Business News Digital Media

Spotify lets video licences lapse, insists it remains committed to video

By | Published on Wednesday 26 October 2016


Less than a year after publicly launching its video platform, Spotify has let licensing deals with various big name content providers lapse. Gone are all the videos from Vice, ESPN, MTV, Comedy Central and more that you’d totally forgotten were there in the first place. However, the company insists that it remains committed to its video feature.

Video content was one of the big new features (some of which have never gone live) announced at a Spotify press conference in May 2015, pre-empting the launch of Apple Music. Video was a particular focus, and notably non-music videos, with Comedy Central content particularly highlighted.

Swedish website Breakit, which first reported the news of the bought-in videos disappearing, claims that Spotify spent around £45 million on securing licensing deals for video content. On the streaming service’s mobile app in the UK, most video content featured is now Spotify’s own in-house productions, with one from the Financial Times and a few TED Talks also on offer.

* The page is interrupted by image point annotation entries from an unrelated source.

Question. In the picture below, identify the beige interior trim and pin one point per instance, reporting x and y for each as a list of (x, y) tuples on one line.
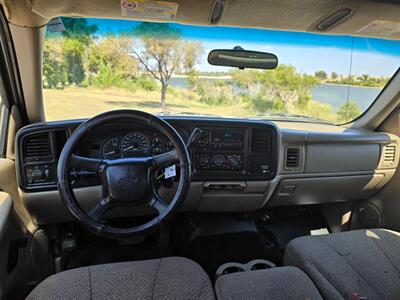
[(299, 15), (5, 212), (381, 109), (28, 44), (14, 124)]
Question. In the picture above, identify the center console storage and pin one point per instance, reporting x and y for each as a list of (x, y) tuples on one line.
[(233, 267), (280, 283)]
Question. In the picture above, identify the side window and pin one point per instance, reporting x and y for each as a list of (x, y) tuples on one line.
[(3, 124)]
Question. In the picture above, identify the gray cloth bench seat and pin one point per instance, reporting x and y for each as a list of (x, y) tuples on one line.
[(165, 278), (347, 265), (284, 283)]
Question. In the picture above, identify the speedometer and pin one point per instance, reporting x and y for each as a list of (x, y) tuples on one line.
[(111, 149), (135, 143)]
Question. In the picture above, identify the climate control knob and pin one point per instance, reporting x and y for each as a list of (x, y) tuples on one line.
[(234, 161), (203, 161), (218, 160)]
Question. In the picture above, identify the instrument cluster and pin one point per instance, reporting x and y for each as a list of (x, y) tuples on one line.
[(134, 143)]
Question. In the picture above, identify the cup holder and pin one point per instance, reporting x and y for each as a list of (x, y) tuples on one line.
[(261, 264), (232, 267)]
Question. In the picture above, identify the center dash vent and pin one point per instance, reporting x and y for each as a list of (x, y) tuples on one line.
[(292, 159), (37, 148), (260, 141)]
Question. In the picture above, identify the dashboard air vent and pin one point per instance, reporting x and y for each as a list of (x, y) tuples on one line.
[(37, 148), (260, 141), (389, 155), (292, 158)]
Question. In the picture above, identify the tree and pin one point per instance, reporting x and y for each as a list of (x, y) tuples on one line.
[(348, 111), (77, 36), (161, 52), (73, 51), (54, 70), (321, 75), (113, 51), (78, 29), (287, 84)]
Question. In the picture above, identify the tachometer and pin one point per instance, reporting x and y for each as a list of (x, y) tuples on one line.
[(111, 149), (135, 143)]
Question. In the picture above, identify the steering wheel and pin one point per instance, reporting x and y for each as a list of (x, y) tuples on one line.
[(127, 181)]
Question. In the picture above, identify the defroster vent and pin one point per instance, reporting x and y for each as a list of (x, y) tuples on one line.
[(292, 158), (37, 148), (260, 141)]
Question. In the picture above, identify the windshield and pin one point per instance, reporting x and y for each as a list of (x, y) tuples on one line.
[(92, 65)]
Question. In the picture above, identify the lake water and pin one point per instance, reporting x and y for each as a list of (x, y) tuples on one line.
[(335, 95)]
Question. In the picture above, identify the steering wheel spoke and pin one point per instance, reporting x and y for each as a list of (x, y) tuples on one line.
[(87, 163), (97, 212), (166, 158), (158, 204)]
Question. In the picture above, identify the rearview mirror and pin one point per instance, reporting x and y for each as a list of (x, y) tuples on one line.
[(242, 59)]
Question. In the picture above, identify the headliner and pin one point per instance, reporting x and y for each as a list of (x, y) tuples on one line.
[(292, 15)]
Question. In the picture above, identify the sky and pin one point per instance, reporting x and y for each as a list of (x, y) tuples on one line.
[(308, 52)]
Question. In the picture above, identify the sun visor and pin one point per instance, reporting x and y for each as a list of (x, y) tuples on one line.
[(301, 15)]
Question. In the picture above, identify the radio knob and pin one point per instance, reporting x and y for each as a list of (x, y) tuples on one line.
[(203, 161), (234, 161), (218, 160)]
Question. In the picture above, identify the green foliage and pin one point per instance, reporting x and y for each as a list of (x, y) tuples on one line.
[(363, 80), (215, 93), (73, 51), (146, 84), (107, 77), (348, 111), (78, 29), (54, 68), (113, 50), (321, 75)]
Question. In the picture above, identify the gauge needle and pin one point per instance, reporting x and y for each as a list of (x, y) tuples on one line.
[(111, 152)]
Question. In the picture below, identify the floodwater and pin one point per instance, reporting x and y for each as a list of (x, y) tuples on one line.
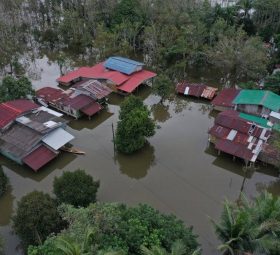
[(176, 172)]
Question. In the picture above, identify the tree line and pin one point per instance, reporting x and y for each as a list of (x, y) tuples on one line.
[(170, 36)]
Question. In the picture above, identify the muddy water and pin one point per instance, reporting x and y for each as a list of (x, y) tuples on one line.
[(177, 172)]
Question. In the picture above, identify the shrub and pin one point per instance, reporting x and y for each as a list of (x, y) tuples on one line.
[(36, 218), (4, 181), (76, 188)]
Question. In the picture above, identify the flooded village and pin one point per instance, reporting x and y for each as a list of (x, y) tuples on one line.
[(211, 149)]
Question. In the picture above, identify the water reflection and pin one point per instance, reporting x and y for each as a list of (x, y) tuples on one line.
[(137, 165), (6, 207), (160, 112), (60, 162), (84, 122), (273, 187)]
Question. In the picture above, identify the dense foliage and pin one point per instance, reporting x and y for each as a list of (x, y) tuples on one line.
[(162, 86), (1, 246), (12, 88), (4, 181), (117, 227), (134, 125), (76, 188), (169, 35), (250, 227), (36, 218)]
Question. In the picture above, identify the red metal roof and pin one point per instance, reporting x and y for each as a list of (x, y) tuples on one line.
[(196, 89), (94, 87), (231, 119), (225, 97), (39, 157), (235, 149), (127, 82), (10, 110), (91, 109), (79, 102), (136, 79)]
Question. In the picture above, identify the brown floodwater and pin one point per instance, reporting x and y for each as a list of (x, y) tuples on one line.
[(176, 172)]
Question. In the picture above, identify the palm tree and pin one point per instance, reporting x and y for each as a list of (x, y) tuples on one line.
[(178, 248), (250, 227)]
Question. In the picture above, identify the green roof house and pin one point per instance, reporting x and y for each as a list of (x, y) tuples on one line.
[(258, 102)]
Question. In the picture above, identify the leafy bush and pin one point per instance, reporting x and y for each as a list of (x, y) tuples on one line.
[(134, 125), (3, 182), (76, 188), (36, 218), (121, 228)]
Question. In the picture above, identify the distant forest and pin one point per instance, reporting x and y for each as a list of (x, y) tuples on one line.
[(168, 35)]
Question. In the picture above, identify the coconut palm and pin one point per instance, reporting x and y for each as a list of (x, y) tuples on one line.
[(250, 227)]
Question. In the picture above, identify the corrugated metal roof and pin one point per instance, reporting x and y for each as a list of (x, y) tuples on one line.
[(100, 72), (57, 138), (225, 97), (267, 99), (39, 157), (136, 79), (260, 121), (95, 88), (123, 65), (10, 110), (79, 102), (19, 140), (91, 109), (234, 149)]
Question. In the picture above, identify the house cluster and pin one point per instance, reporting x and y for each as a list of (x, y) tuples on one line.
[(31, 134), (245, 125), (89, 87), (196, 90)]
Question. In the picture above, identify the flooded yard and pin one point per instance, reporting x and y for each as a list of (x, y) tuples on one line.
[(176, 172)]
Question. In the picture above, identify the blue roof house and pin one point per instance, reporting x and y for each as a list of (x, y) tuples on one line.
[(123, 65)]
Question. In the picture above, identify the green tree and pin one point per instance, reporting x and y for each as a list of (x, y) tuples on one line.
[(241, 56), (36, 218), (117, 227), (4, 181), (12, 88), (250, 227), (1, 246), (134, 125), (272, 82), (76, 188), (177, 248), (162, 87)]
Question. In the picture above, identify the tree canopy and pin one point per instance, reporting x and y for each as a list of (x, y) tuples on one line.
[(12, 88), (120, 228), (250, 227), (76, 188), (4, 181), (36, 218), (134, 125)]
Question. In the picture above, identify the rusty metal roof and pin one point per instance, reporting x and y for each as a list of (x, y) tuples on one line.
[(10, 110), (225, 97), (39, 157)]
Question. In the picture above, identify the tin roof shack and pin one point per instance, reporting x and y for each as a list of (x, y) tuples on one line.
[(120, 74), (13, 109), (74, 102), (237, 136), (34, 138), (261, 103), (224, 100), (196, 90)]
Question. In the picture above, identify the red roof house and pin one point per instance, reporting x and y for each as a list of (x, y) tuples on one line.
[(10, 110), (123, 82)]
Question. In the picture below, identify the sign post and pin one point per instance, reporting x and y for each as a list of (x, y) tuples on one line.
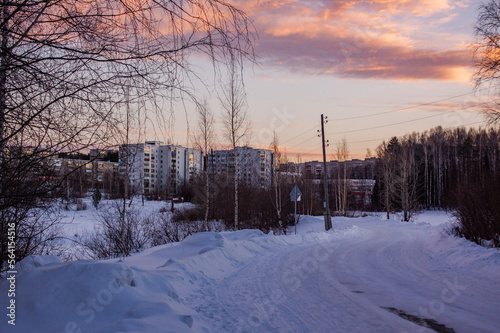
[(295, 196)]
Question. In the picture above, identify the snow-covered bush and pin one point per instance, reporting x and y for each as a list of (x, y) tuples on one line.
[(118, 233), (478, 212)]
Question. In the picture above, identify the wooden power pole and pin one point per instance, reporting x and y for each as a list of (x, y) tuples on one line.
[(328, 220)]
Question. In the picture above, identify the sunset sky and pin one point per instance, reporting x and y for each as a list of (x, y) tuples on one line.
[(376, 68)]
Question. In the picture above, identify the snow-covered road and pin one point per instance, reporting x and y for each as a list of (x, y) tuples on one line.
[(365, 275), (348, 283)]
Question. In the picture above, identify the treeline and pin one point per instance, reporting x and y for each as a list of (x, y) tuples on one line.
[(438, 169)]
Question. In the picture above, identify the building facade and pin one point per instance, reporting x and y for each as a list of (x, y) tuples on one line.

A spokesperson for Vice told Breakit: “Spotify has shut down the entire service, so I think that is where you will find your answers”.

However, in a statement, Spotify denied that this was the case, saying that it remains committed to video: “We’re 100% committed to video and podcast content and exploring new and fresh ideas for our audience, and we have lots of great original content available now or coming soon, such as our Landmark Metallica documentary. We work with many different non-music content partners to develop and deliver content, and that roster of partners naturally changes from time to time”.

Ah yes, don’t forget the podcasts, which seemingly remain untouched. Yep, you can still listen to the CMU Podcast on there, no need to worry about that.